W Polsce inflacja bije rekordy. Inflacja konsumencka wyniosła 15,6 proc. w ujęciu rocznym w czerwcu 2022 r., według szybkiego szacunku danych, podał Główny Urząd Statystyczny (GUS). By niwelować wzrost cen, Rada Polityki Pieniężnej (RPP) podwyższyła stopę referencyjną do 6,50 proc. z 6 proc.
Opozycja krytykują rząd oraz Narodowy Bank Polski za obecny kryzys gospodarczy. W środę prezes Polskiego Stronnictwa Ludowego przedstawił propozycje jego ugrupowania dotyczące możliwości ograniczenia negatywnych skutków wysokiej inflacji.
Okazuje się, że w zeszłym roku Polacy zarabiali średnio zaledwie 1,17 tys. euro miesięcznie. Na tle krajów bardziej rozwiniętych była to niewielka kwota. Jeżeli porównamy polskie pensje do średnich zarobków w Luksemburgu to okaże się, że Polacy zarabiają zaledwie... 20 proc. ich średniej pensji. Niewiele lepiej sprawa wygląda, gdy porównamy nasze zarobki do Niemców. Polskie wynagrodzenia stanowią jedynie 26,7 proc. średniej pensji naszych zachodnich sąsiadów. W porównaniu do Francji ten wynik wynosi natomiast 35 proc.
Ogólnie rzecz biorąc Polacy zarabiają średnio zaledwie 38,6 proc. średniego poziomu pensji w UE.
Słaby złoty, niskie pensje
"W porównaniu z 2020 czy 2019 r. te relacje nie zmieniły się w dużym stopniu, co niestety oznacza, że nasze płace wyrażone w euro przestały w ostatnich dwóch latach nadrabiać dystans do tych zachodnich" – informuje czwartkowa "Rzeczpospolita".
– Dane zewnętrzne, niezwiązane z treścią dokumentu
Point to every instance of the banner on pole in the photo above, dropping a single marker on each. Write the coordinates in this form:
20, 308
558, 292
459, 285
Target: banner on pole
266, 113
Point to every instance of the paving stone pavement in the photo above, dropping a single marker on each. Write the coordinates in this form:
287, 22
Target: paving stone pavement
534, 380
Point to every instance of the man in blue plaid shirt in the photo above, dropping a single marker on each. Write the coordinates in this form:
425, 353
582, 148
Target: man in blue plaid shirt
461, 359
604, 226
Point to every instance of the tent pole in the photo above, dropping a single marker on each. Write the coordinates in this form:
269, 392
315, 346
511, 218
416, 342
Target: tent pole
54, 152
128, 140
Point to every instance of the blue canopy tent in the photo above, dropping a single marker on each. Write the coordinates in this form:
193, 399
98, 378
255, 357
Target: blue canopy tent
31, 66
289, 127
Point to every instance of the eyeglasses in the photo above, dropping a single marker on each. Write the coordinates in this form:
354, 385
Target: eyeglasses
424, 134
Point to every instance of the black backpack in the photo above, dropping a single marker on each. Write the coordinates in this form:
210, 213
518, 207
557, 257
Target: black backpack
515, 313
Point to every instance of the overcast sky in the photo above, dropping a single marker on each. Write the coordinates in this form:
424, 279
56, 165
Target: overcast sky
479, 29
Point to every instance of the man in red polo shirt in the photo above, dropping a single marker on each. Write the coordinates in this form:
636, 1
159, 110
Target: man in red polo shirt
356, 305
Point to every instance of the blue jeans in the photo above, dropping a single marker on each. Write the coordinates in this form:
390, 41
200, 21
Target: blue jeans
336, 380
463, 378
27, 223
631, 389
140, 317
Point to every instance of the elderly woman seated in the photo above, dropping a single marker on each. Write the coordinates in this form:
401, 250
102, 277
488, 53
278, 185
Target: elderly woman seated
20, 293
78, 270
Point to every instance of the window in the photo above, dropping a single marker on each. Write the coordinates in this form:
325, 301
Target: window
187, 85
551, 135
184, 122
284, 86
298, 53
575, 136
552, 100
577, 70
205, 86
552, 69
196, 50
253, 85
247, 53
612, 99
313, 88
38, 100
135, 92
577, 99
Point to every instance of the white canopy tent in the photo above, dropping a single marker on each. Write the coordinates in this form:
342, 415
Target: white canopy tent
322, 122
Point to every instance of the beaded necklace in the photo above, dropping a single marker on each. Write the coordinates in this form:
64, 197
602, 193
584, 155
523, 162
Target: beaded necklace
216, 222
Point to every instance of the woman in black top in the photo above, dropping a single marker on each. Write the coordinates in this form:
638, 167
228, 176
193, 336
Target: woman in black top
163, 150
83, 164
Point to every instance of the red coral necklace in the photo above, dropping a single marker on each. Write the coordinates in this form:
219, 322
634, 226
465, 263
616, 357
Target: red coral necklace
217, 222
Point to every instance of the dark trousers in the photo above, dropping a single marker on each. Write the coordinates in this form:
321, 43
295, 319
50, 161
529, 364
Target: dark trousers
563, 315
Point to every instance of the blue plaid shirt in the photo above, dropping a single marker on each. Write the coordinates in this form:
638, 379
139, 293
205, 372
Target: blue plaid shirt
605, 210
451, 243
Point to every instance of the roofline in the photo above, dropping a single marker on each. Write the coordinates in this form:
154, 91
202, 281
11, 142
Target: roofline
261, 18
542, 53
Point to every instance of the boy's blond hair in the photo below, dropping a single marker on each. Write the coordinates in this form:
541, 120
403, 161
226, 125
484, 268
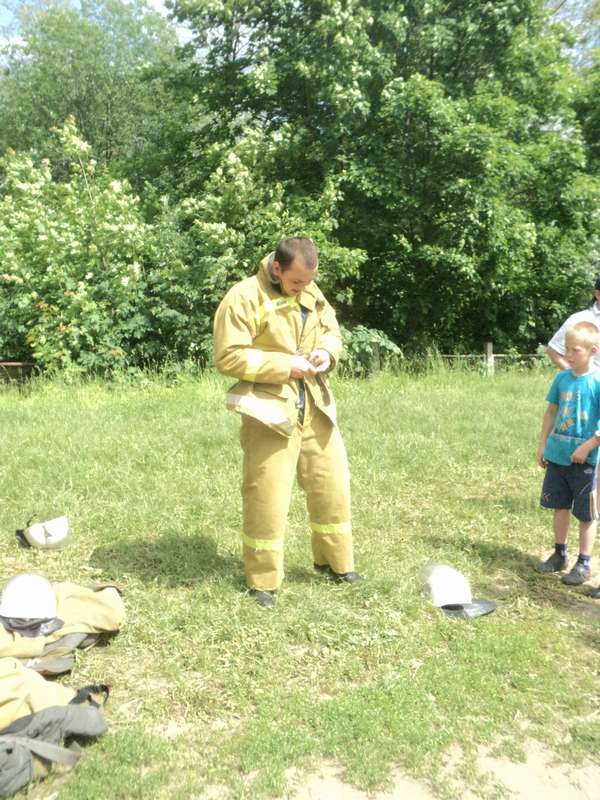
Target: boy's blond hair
586, 334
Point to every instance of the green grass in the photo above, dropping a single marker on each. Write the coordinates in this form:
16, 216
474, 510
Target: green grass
208, 689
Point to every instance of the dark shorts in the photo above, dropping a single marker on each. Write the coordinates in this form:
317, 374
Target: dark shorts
572, 487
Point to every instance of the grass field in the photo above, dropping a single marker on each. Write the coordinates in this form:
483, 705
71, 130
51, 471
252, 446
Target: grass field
208, 690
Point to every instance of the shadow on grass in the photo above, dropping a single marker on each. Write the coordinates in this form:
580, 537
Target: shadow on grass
527, 581
173, 559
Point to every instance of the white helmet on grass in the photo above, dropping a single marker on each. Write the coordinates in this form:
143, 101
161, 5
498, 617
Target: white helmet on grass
450, 591
28, 596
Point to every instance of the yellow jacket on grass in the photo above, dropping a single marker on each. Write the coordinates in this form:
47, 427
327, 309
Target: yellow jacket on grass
83, 610
257, 331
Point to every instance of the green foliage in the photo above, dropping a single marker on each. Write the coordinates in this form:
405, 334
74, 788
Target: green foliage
442, 155
240, 213
447, 132
367, 350
105, 63
211, 696
86, 282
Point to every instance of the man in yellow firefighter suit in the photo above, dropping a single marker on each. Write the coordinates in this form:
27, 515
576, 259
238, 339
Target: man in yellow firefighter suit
278, 336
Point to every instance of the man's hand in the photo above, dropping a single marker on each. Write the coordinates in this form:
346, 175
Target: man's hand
301, 367
579, 455
320, 359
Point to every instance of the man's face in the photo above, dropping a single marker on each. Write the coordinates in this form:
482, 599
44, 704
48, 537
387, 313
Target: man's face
296, 277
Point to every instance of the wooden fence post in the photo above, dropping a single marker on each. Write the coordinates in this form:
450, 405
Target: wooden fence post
488, 351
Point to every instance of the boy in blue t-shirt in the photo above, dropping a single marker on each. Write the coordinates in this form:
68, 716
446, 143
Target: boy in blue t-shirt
568, 450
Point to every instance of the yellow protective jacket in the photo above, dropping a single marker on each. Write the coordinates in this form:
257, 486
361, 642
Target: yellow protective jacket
23, 691
257, 330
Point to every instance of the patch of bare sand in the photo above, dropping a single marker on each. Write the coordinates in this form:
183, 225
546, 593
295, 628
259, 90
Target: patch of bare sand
540, 777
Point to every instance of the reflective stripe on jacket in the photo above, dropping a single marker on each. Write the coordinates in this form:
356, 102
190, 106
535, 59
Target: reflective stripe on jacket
256, 332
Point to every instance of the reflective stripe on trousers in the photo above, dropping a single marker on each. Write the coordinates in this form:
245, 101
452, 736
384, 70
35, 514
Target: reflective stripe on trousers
315, 453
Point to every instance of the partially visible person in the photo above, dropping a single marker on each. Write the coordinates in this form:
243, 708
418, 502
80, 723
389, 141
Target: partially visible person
556, 345
568, 450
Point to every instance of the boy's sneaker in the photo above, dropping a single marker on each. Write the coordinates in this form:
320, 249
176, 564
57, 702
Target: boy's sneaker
555, 563
578, 575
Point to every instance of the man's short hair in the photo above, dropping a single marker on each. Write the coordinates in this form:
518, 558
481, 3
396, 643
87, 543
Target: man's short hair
293, 246
585, 332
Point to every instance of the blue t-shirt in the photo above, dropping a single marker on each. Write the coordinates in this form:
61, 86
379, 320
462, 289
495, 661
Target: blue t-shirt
577, 418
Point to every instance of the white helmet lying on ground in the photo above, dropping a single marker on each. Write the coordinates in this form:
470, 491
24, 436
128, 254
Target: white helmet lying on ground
450, 591
28, 605
47, 535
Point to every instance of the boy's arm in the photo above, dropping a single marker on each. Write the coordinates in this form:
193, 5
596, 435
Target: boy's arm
547, 425
580, 454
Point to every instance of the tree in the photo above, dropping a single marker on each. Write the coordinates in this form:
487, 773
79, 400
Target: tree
447, 132
107, 64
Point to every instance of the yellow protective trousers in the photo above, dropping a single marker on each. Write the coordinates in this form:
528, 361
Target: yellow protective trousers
315, 453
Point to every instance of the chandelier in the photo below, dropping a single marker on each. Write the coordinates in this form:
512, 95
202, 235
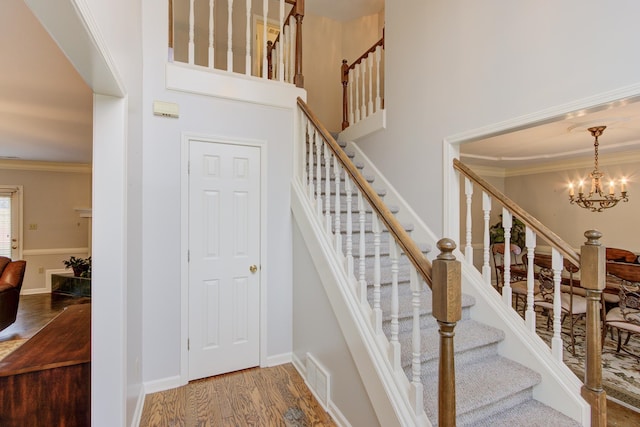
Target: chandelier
597, 200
– Główny czynnik, który za to odpowiada, to oczywiście osłabienie złotego – przekonuje w rozmowie z gazetą główny ekonomista Federacji Przedsiębiorców Polskich Łukasz Kozłowski.
– Wynagrodzenia w Polsce co do zasady rosną szybciej niż w krajach rozwiniętych, ale jeśli przeliczymy je na euro przy słabym kursie, to ta dynamika jest już podobna jak choćby w Niemczech – dodaje.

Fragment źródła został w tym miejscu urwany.